To load values to aggregate storage databases, you can use the Jobs page in the Essbase web interface, or you can use the alter database and import data statements in MaxL. Examples in this document are based on using MaxL.

Note:

If values have been calculated and stored through an aggregation, Essbase automatically updates higher-level stored values when data values are changed. No additional calculation step is necessary. The existence and size of an aggregation can affect the time it takes to perform a data load.

You cannot export data when loading data into a database.

Incrementally Loading Data Using a Data Load Buffer

Using the import data MaxL statement to load data values from a single data source does not involve the aggregate storage data load buffer.

If you use multiple import database data MaxL statements to load data values to aggregate storage databases, you can significantly improve performance by loading values to a temporary data load buffer first, with a final write to storage after all data sources have been read.

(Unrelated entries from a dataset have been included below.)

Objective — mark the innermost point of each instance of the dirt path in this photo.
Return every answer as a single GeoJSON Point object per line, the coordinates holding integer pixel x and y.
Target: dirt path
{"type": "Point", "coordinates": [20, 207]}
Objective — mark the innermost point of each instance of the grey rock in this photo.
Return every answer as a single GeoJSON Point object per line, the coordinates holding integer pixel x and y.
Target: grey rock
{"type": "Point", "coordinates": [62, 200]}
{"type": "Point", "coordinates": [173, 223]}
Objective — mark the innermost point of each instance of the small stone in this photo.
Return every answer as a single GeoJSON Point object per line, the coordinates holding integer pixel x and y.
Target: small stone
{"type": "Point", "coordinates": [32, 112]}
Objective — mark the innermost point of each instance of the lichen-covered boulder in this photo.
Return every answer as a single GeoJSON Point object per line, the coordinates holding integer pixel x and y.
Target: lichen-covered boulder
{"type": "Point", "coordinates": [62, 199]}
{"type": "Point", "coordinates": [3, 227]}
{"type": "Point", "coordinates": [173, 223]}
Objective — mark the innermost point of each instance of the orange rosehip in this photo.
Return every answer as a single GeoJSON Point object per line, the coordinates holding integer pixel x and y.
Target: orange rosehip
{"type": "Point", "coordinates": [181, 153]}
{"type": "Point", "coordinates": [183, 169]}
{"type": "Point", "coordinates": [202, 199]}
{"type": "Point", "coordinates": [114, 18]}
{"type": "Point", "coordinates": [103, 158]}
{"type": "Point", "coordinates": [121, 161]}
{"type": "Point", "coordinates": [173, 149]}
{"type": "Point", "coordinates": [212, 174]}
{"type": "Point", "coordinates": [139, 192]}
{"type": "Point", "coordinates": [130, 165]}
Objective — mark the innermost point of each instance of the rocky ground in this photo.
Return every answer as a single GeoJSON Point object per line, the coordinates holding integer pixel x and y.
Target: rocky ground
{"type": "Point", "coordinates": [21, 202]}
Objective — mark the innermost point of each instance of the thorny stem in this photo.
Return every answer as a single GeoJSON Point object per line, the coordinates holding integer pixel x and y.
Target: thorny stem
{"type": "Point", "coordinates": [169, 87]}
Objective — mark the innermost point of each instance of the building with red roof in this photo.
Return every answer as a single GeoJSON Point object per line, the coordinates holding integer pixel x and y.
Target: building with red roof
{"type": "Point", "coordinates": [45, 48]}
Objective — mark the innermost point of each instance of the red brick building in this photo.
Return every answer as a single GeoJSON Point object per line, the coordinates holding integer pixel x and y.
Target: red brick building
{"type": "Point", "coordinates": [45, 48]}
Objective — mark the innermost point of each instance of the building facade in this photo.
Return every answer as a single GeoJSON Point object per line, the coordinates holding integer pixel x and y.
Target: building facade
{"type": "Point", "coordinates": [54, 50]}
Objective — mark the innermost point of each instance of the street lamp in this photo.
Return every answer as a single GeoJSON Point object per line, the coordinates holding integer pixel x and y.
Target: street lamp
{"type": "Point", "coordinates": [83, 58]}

In the aggregate storage data load buffer, Essbase sorts and commits the values after all data sources have been read. If multiple (or duplicate) records are encountered for any specific data cell, the values are accumulated. Essbase then stores the accumulated values—replacing, adding to, or subtracting from existing data values in the database. Using the aggregate storage data load buffer can significantly improve overall data load performance.

Note:

When using the aggregate storage data load buffer, the choice for replacing, adding, or subtracting values is specified for the entire set of data sources when loading the data buffer contents to the database.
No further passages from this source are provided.